Today, several organizations are implementing AI security solutions and technologies to alert themselves of impending threats as well as data breaches. With more comprehensive and simplified solutions, the demand for AI-based solutions has seen a massive spike.
Before diving into the roles of AI and ML in advancing the cybersecurity processes, let’s take a quick look at these two technologies:

Artificial intelligence and Machine Learning: Core Concepts

Artificial intelligence refers to the simulation of human intelligence by pre-assigned machines, specifically computers. On the other hand, machine learning involves enabling these computers to learn how to carry out the process, including training data and knowledge to learn the detailed applications later.
So, artificial intelligence refers to the processes and algorithms that mimic human intelligence or make those machines smart enough to perform functions that require human intelligence. But machine learning is a subset of AI that focuses on designing and applying algorithms in AI and learning from past use cases to improve the user experience.
So, is AI perfect? Probably not. ML or AI technologies can be productive depending on the information fed into these systems. But it is expanding and advancing exponentially to play a substantial role in defining the cybersecurity processes.

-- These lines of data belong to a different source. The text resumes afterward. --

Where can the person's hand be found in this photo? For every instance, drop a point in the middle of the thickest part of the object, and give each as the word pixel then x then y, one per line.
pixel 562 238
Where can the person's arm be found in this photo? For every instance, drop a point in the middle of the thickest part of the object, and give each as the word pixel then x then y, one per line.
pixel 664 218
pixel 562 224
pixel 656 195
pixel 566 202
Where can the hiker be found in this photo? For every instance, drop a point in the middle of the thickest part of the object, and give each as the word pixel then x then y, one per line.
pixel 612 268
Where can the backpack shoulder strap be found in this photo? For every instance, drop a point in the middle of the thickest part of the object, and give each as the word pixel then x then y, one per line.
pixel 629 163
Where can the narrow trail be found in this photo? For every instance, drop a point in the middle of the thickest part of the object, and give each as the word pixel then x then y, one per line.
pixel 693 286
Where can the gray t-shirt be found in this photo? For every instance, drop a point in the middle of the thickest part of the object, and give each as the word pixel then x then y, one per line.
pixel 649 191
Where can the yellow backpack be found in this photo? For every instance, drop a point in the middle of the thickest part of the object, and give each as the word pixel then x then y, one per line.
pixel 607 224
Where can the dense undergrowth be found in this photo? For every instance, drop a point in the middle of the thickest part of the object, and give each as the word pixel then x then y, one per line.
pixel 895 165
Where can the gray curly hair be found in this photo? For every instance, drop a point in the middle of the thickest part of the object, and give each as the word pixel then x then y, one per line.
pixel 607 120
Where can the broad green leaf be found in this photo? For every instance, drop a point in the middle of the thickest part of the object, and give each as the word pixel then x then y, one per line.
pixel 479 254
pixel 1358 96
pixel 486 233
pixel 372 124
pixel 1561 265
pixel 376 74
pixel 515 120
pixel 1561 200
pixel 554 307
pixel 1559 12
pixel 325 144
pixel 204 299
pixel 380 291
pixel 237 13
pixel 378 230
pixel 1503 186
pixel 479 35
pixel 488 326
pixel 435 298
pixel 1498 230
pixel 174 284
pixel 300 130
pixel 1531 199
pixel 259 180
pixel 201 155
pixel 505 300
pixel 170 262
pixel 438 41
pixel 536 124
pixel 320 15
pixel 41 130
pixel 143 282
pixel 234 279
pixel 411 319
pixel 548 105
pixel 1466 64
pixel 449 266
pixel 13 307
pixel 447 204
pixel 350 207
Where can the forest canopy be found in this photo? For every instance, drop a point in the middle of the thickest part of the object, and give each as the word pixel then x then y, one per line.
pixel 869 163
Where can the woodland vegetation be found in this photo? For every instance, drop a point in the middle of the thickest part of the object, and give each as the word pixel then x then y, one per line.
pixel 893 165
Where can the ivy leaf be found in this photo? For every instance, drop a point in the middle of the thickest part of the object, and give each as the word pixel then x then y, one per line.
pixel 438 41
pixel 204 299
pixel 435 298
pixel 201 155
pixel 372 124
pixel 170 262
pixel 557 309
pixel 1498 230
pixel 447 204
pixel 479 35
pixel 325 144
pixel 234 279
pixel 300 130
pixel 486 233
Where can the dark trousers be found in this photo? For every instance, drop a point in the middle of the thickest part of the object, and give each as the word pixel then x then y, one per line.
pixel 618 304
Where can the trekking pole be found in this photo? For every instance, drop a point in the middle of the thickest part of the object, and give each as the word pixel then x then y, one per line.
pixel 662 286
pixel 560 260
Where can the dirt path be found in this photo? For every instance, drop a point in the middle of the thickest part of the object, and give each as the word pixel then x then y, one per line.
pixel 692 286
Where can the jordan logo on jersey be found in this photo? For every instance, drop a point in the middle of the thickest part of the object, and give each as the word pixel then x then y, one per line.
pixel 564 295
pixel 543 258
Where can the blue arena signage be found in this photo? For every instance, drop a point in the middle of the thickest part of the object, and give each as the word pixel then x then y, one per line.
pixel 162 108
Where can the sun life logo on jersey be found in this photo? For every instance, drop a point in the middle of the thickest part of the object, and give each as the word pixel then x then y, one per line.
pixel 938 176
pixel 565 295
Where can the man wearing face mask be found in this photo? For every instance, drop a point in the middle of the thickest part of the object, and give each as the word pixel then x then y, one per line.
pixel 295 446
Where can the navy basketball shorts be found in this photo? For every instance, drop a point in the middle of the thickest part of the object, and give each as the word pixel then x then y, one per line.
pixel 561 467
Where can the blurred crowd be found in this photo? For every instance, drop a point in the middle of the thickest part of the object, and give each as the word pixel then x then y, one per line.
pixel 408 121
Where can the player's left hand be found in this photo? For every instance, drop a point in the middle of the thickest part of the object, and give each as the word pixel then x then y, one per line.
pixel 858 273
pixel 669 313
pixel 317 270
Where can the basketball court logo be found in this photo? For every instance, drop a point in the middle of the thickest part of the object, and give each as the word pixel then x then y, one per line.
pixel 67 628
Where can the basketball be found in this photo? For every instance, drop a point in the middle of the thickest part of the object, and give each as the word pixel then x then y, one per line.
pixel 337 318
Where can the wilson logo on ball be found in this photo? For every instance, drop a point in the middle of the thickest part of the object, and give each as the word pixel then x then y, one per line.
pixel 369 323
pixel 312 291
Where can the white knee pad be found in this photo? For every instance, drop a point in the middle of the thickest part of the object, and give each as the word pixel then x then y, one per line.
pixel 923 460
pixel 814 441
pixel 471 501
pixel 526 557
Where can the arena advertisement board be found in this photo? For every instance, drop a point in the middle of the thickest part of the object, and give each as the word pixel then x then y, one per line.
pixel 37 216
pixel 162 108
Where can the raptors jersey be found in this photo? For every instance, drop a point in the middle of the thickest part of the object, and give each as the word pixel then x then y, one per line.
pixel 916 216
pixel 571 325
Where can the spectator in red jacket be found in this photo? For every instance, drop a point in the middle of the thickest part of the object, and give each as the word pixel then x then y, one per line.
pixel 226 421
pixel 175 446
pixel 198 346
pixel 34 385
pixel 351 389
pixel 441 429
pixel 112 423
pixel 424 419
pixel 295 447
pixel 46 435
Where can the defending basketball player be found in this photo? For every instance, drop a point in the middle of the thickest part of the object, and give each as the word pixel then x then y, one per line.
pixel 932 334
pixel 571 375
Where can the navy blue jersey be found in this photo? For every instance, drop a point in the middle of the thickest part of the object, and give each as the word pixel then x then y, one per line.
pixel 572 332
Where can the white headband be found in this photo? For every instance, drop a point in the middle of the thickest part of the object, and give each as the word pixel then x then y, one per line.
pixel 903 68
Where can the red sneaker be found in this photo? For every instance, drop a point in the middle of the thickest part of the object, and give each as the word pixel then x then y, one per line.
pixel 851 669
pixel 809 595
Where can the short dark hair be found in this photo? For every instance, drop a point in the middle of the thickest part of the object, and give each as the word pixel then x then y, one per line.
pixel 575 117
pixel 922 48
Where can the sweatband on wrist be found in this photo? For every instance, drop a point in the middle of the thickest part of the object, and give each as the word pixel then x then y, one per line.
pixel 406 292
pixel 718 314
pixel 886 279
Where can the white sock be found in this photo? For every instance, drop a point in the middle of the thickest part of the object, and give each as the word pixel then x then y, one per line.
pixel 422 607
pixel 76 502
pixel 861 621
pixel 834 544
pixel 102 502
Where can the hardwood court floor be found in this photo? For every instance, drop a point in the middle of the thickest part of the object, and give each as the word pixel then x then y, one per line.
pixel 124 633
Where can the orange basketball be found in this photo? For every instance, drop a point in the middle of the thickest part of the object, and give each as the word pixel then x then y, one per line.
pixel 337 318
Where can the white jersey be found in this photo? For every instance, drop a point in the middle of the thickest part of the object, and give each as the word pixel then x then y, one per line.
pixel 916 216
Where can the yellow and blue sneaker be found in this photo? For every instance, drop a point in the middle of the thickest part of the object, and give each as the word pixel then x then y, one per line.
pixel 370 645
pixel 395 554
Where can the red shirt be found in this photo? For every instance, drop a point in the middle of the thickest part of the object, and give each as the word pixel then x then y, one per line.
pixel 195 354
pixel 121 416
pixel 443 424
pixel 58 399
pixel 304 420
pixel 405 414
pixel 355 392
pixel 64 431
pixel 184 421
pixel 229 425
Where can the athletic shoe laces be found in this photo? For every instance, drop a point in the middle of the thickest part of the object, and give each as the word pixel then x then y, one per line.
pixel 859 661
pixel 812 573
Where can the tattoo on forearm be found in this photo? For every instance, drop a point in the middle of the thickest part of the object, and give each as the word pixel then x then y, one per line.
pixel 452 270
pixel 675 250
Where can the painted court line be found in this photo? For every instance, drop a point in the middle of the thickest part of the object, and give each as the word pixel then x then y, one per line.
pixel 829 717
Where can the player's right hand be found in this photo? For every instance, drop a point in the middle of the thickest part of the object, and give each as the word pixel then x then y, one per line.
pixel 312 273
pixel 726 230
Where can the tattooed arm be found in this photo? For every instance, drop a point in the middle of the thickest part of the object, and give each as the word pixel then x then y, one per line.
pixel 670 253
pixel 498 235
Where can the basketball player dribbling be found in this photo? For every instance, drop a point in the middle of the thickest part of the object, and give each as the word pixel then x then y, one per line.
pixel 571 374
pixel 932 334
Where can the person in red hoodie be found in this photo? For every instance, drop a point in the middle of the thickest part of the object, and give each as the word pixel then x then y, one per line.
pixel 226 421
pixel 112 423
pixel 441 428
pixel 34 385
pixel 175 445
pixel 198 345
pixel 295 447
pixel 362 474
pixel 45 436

Understanding the impact of AI & ML on cybersecurity

Some of the key areas where an AI/ML system can help include:
  • Threat and anomaly detection: When analyzed against a standard baseline behavior, an AI-based system can quickly detect threats and anomalies.
  • Identity analytics and fraud detection:  AI-based systems can be used to create models to recognize fraud-related patterns. As more data is fed to the system, the AI model becomes more accurate.
  • Bot mitigation: Bots are the scrooge of the Internet and can be extremely dangerous. Bots have been known to be programmed by hackers to take over accounts and create bogus accounts. AI systems can be used and trained to identify between malicious and good bots.
  • Asset discovery: AI can be used for automating the discovery of all key devices and applications. This can play a huge role in mitigating risks.
  • Incident Response: AI-powered systems can help with incident responses, enabling organizations to manage security alerts appropriately. By prioritizing the incident response activities, AI automated incident responses can mitigate vulnerabilities and deliver faster responses to such events.
Today, organizations across the world are overwhelmed by cybersecurity threats. AI is a huge asset in the fight against cybercriminals as it improves the efficiency of cyber analysts by helping them to focus on the threats that matter. As AI also learns from past patterns, it can significantly reduce the time taken for identifying threats and resolving them quickly. In summary, AI is today, not a choice, but must be explored as a good competitive weapon against emerging and complex threats.